Power of blameless retrospectives

27 Dec, 2020 - 00:12 0 Views
Power of blameless retrospectives Covid-19 has revealed many naked things that should change how we dress up, how we conduct ourselves, how we plan and what we value

The Sunday Mail

Hunt for Greatness
Milton Kamwendo

Unless you can go beyond blame, you will remain lame and never master the game of greatness. The year 2020 has been a year and a season that is hard to describe in a few lines.

Life is like that. It is the pandemic year and pandemics do not come every day and few generations ever get to witness them or live through them.

Pandemics come to pound some sense into our heads. The first lesson for me in this pandemic is that, sadly people die in a pandemic but not all deaths are caused by the pandemic. The second lesson is that the pandemic does not mean that the world has ended and life has come to an end. Pandemics are accelerators and come pregnant with lessons, myths, surprises and revelations.

Mr Warren Buffet once said: “You never know who’s swimming naked until the tide goes out.”

Sadly but importantly, this pandemic has revealed many naked things that should change how we dress up, how we conduct ourselves, how we plan and what we value.

The last I heard of the year of “furuwenza” was when my grandmother was trying to explain what happened when she was still a beautiful one. Something that I could not understand and made me wonder why that year was so special.

I thought she was trying to explain something about the evils of ageing. I thought those sad years had happened, then passed and we now know better.

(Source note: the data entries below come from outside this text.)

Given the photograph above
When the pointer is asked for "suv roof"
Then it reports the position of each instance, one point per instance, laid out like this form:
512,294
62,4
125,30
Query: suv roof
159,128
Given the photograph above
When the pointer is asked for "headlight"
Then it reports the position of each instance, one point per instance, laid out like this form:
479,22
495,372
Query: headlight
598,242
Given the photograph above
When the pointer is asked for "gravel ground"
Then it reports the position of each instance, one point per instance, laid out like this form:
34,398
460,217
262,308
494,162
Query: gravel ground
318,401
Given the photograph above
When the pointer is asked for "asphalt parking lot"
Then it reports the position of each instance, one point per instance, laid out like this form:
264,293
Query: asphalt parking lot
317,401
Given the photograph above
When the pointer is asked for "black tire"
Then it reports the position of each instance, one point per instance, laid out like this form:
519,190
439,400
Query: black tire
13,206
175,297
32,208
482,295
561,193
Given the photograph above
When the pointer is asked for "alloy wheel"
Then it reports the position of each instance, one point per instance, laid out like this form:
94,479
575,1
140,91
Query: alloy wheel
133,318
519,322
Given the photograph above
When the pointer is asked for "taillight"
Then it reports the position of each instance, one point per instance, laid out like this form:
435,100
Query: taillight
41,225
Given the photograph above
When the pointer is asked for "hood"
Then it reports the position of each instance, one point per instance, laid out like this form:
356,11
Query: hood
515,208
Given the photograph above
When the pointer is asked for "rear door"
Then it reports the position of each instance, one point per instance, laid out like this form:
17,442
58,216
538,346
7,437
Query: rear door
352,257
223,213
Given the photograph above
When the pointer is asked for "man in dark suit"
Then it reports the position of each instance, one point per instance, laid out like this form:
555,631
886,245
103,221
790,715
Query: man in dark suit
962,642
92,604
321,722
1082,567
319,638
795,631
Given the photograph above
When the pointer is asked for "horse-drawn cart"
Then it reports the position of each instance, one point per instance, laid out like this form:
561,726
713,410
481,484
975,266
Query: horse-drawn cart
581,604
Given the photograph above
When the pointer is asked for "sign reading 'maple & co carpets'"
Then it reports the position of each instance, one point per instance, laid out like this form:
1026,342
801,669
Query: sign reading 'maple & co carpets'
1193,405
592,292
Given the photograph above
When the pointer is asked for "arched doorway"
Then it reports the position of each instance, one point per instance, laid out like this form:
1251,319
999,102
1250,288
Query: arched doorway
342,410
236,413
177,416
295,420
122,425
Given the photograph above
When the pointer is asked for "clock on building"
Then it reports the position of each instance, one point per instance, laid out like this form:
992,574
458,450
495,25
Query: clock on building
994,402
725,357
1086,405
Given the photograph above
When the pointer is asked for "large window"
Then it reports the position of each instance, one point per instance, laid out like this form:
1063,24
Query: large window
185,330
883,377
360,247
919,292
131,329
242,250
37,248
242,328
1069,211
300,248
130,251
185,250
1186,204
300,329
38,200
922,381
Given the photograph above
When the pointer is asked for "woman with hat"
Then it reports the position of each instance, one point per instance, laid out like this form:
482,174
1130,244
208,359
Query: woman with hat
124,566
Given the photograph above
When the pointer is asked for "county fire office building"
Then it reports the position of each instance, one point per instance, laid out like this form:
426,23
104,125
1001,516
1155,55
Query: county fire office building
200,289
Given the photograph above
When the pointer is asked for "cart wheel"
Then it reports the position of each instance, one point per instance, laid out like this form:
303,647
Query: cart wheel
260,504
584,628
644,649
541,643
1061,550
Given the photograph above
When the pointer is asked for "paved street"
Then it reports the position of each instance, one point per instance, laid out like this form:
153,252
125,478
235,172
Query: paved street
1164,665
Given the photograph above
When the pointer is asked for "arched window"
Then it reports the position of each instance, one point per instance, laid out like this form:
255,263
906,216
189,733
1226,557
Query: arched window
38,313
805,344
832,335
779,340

Then, I was too naive to even understand what that influenza was all about and why it was a landmark period. I thought what she was referring to, belonged to old people’s idle tales and poor calendar markings. I had thought then that this is what happens when old people want to fix blame. Life knew better and I could have listened more. Never fix blame, rather fix the issue. Fixing blame never solved anything or developed anyone or took anyone anywhere.

Finally, I am beginning to understand, dimly though as I learn to look at things with an eye of appreciation. I also know I will be speaking about this year, this pandemic, as a time marker for many years to come and 2020 is not an ordinary year. I hope my grandchildren will care to listen to my musings and ask a few intelligent questions that will help us learn together and see what matters.

Hindsight is 20-20 vision. It is when we look back that we understand best and see more clearly, if we use the right spectacles. When going through turbulence it is easy to substitute experiments for wisdom, guess-work for scientific evidence and fear for facts.

How you look back determines what you see, what you learn and what you do. It is an epic choice to either fix the problem or fix the blame. Whatever you fix determines whether you move forward or remain stuck in the past. Whenever we move into the future, we must always take the best parts of the past.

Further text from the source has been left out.